La fuerza de lo mítico estriba en el equívoco de que una cosa, sin dejar de ser ella misma, tenga significados divergentes, pero lo que este capital semántico inestable pueda tener de impreciso, se compensa con la ampliación de su radio de acción, que no solo ensancha el horizonte, sino que multiplica la posibilidad de establecer insospechadas relaciones entre sus componentes. En este sentido, coloquialmente definimos el acto de recordar como una inmersión en la memoria, un sumergirse en las aguas profundas de la misma, en esas aguas abisales de misterios indescifrados. Ante la desafiante osadía de Ulises de oír el hechicero canto de las sirenas, al resguardo de las ligaduras que lo ataban al mástil de su embarcación y le impedían entregarse a su embrujo, Adorno y Horkheimer sentenciaron que, a partir de ese mismo momento, todo canto -toda forma artística- no pudieron expresar otra cosa que el dolor de una herida: el de la pérdida de lo ineluctable. La emancipación del hombre comporta la expulsión del paraíso y el consiguiente anhelo de regreso.

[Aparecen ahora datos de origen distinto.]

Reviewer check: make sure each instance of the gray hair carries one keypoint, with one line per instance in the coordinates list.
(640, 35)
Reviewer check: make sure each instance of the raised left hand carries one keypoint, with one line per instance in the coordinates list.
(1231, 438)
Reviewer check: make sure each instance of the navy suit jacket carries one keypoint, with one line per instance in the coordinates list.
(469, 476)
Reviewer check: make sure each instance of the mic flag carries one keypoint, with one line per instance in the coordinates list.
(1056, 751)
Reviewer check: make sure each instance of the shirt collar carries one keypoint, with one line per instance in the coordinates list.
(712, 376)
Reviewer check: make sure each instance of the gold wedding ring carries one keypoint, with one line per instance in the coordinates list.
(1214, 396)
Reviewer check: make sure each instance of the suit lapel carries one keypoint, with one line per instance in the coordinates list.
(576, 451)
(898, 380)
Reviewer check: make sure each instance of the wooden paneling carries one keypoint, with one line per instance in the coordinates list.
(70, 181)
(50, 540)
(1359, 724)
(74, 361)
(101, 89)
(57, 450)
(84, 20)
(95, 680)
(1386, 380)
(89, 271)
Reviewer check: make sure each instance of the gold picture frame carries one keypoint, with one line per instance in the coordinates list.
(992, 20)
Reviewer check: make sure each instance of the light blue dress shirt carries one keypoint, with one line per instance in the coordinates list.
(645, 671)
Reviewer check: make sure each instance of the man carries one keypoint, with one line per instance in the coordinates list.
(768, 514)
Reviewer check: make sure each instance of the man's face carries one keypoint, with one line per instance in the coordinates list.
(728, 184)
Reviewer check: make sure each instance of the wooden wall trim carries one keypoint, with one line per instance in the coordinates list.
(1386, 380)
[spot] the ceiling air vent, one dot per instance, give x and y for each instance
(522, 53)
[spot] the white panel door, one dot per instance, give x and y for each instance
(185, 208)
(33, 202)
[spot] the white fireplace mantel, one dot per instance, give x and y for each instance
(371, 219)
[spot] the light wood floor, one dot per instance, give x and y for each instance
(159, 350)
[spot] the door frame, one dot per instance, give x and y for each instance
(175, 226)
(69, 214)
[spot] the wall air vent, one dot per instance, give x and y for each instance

En esa busca de la felicidad, la regresión al origen constituye una etapa imprescindible, pero este viaje a lo recóndito tiene siempre una derrota vertical: la de sumergirse en lo más hondo del subsuelo o del cielo, los lugares donde el tiempo no cuenta nada. Hay que bucear o volar. En el jardín oceánico, creemos ver una exótica fauna y flora marinas que nos maravilla, hasta que descubrimos que esa masa acuática es un formidable espejo, donde, por primera vez, nos reconocemos.